C. Our Father, Our King (Avinu Malkenu)

This famous prayer is not unique to Yom Kippur. It is evoked on almost every public fast day. It is a "no-holds-barred" entreaty, in which we spell out in sentence-by-sentence detail, what we would like from God.– peace, tranquility, good health, contentment. All this we ask for, not out of narcissistic desire, but in order to facilitate the universal acknowledgement of God's glory.
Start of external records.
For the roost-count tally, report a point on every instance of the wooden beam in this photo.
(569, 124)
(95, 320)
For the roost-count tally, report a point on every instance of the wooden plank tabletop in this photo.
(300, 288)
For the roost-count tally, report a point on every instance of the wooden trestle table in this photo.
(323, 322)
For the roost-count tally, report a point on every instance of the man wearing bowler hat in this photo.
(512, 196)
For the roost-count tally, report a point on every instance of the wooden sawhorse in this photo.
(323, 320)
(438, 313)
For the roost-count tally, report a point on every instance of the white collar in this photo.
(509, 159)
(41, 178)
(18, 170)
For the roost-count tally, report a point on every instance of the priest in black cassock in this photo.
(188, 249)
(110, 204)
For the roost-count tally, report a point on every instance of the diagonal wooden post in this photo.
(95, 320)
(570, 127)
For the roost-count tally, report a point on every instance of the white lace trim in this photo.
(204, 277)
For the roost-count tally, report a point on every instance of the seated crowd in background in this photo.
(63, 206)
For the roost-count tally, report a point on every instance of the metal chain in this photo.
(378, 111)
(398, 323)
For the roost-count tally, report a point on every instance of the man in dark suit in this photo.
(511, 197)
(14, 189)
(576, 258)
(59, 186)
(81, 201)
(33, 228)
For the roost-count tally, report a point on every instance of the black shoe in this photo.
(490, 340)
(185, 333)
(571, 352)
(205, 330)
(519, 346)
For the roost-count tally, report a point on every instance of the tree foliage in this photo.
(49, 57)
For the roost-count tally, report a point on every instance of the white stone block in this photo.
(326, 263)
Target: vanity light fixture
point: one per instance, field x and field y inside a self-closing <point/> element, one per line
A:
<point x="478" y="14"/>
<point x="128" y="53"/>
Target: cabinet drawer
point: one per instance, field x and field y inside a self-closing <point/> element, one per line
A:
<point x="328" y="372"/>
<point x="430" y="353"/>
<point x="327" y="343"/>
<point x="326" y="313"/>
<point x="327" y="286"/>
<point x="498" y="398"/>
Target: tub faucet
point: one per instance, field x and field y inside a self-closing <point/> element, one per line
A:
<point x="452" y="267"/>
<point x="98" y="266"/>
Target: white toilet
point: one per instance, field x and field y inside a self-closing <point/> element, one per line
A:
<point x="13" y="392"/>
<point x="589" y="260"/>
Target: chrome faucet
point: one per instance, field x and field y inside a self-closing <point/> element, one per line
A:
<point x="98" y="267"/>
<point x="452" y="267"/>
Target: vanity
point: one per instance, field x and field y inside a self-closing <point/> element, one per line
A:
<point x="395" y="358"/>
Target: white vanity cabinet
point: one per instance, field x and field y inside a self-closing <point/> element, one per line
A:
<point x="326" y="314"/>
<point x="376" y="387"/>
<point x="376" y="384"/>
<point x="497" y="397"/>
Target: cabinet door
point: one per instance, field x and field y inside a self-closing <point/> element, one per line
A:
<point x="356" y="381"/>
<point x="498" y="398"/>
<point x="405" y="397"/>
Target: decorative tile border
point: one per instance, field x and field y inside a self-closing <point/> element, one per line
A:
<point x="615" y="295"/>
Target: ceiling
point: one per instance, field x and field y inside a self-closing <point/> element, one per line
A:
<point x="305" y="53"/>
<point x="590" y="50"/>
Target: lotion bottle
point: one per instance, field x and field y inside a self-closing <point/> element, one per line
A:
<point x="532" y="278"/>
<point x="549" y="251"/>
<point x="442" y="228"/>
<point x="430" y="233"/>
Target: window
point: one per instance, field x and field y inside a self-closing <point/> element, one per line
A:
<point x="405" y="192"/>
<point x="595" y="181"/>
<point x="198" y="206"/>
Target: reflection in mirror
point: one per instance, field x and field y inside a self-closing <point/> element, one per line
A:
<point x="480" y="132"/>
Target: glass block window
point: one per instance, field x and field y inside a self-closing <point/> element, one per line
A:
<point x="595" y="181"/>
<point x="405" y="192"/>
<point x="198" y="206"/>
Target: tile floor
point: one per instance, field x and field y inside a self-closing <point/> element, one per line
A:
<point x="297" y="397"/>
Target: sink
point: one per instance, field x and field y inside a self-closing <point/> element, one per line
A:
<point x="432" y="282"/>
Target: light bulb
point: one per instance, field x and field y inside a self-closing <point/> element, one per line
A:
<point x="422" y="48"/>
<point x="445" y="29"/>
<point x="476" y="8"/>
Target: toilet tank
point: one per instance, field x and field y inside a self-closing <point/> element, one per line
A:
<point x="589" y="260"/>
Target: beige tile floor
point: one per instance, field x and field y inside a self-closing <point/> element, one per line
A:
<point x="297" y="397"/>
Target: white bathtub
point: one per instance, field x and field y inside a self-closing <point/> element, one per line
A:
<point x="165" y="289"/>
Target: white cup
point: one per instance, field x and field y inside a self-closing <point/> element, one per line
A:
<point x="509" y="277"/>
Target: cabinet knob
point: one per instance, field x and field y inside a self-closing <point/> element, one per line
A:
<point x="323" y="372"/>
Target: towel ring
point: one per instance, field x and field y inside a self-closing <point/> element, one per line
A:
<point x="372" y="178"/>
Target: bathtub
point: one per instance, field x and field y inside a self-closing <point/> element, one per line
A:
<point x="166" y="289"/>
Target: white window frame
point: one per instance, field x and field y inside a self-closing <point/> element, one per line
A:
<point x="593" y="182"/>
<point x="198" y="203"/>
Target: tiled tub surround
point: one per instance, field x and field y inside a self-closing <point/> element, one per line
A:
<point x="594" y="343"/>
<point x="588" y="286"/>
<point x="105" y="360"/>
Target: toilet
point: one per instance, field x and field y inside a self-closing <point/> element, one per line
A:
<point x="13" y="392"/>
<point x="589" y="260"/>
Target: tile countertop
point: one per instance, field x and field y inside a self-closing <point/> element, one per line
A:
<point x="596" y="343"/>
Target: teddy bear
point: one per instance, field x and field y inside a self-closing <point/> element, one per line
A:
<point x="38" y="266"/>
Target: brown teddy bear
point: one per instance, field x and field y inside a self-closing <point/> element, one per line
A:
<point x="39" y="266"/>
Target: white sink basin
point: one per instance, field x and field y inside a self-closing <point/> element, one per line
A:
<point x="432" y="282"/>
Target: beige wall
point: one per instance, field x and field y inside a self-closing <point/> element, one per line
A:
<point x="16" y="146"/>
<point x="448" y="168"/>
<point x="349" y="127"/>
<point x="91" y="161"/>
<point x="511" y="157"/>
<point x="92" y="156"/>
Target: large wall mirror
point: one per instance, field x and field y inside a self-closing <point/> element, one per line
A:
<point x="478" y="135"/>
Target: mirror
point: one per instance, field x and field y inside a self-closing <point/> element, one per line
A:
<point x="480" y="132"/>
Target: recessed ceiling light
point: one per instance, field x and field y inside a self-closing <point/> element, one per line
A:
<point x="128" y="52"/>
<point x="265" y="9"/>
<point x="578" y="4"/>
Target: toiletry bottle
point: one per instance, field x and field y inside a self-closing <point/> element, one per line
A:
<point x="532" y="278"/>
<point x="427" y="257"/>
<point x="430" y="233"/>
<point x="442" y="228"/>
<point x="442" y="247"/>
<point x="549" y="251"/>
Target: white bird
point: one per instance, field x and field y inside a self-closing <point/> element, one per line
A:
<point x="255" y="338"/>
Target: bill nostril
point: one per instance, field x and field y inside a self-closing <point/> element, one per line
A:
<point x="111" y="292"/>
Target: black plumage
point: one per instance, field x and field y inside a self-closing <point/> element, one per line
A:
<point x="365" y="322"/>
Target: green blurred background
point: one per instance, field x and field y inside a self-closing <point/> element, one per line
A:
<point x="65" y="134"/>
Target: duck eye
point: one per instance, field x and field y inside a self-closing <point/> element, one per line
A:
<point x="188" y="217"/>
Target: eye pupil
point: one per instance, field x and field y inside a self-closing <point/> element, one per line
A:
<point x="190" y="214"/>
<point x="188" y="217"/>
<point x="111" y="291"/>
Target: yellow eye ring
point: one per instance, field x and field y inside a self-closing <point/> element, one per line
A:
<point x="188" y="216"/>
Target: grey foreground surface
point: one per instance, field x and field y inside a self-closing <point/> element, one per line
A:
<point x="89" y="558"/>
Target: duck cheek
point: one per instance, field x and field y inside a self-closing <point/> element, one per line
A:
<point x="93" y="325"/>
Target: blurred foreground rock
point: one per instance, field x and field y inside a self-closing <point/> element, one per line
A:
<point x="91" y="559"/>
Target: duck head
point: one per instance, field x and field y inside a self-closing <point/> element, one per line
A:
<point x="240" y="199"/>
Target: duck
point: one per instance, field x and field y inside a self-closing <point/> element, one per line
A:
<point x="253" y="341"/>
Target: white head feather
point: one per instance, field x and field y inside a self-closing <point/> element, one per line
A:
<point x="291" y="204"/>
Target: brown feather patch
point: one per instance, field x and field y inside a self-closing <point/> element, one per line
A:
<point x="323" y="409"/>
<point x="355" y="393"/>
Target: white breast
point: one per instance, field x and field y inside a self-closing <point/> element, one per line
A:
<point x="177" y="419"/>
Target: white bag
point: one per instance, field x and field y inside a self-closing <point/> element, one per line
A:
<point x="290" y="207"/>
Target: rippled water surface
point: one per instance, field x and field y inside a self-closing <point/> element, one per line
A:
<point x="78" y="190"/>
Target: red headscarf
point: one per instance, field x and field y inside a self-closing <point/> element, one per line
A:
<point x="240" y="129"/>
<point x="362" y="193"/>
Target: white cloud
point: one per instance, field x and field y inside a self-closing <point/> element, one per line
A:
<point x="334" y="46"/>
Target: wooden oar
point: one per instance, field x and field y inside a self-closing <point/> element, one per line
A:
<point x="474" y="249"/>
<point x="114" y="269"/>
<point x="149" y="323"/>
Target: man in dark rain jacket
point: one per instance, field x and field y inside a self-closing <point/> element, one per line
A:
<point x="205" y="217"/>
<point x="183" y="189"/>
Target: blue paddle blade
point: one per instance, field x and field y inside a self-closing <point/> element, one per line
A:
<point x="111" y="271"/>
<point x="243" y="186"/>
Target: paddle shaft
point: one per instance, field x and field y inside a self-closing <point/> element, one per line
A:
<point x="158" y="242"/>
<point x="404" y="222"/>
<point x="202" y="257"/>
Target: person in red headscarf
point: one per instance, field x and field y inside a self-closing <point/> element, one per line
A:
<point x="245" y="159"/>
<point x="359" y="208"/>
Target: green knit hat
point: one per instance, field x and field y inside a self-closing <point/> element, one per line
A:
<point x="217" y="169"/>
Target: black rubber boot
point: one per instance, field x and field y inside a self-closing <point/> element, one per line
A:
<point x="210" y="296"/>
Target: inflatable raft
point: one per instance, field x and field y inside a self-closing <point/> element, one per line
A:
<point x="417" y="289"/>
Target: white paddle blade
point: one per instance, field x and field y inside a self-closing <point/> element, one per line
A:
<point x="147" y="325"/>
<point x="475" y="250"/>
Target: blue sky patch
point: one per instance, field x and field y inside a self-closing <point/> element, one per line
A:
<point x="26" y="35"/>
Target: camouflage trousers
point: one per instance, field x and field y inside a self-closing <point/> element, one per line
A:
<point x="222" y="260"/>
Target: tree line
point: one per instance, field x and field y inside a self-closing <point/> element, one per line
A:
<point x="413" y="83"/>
(Other forms of address may be substituted, such as: our Creator, our Sovereign)

Our Father, our King,

we have sinned before You.

Our Father, our King,

we have no king except You.

Our Father, our King,

deal with us kindly for the sake of Your name.

Our Father, our King,

give us a new and good year.

Our Father, our King,

annul every severe decree against us.

Our Father, our King,

frustrate the counsel of our enemies.

Our Father, our King,

rid us of every oppressor and adversary.

Our Father, our King,

close the mouths of our oppressors and accusers.

Our Father, our King,

remove pestilence, sword, famine, caers ity, destruction, iniquity and persecution from the children of Your covenant.

Our Father, our King,

hold back the plague from Your heritage.

Our Father, our King,

forgive and pardon all our sins.

Our Father, our King,

blot out our transgressions and sins; remove them from Your sight.

Our Father, our King,

in Your abundant mercy, cancel all record of our sins.

Our Father, our King,

bring us back to You in perfect repentance.

Our Father, our King,

send perfect healing to the sick among Your people.

Our Father, our King,

tear up the evil sentence decreed against us.

Our Father, our King,

remember us favourably.

Our Father, our King,

inscribe us in the book of a happy life.

Our Father, our King,

inscribe us in the book of redemption and salvation.

Our Father, our King,

inscribe us in the book of sustenance and support.

Our Father, our King,

inscribe us in the book of merit.

Our Father, our King,

inscribe us in the book of pardon and forgiveness.

Our Father, our King,

make salvation flourish for us soon .

Our Father, our King,

renew the strength of Your people, Israel.

Our Father, our King,

renew the strength of Your anointed one.

Our Father, our King,

fill our hands with Your blessings.

Our Father, our King,

fill our storehouses with plenty.

Our Father, our King,

hear our voice, spare us, have compassion upon us.

Our Father, our King,

receive our prayer with mercy and favour.

Our Father, our King,

open the gates of heaven to our prayer.

Our Father, our King,

do not turn us away empty-handed from Your presence.

Our Father, our King,

remember that we are but dust.

Our Father, our King,

let this hour be an hour of mercy and a time of grace with You.

Our Father, our King,

have compassion on us and on our children and babies.

Our Father, our King,

do this for the sake of those who were killed for the sake of

Your holy name.

Our Father, our King,

do this for the sake of those who were slaughtered for proclaiming Your unity.

Our Father, our King,

do this for the sake of those who went through even fire and water so that Your name might be revered,

Our Father, our King,

avenge the spilled blood of Your servants.

Our Father, our King,

do this for Your own sake, if not for ours.

Our Father, our King,

do this for Your own sake and save us.

Our Father, our King,

do this out of Your abundant compassion.

Our Father, our King,

do this for the sake of Your great, mighty and revered name by which we are called.

Our Father, our King,

be gracious to us and answer us though we cannot merit it;

treat us with Your justice and loving-kindness and save us.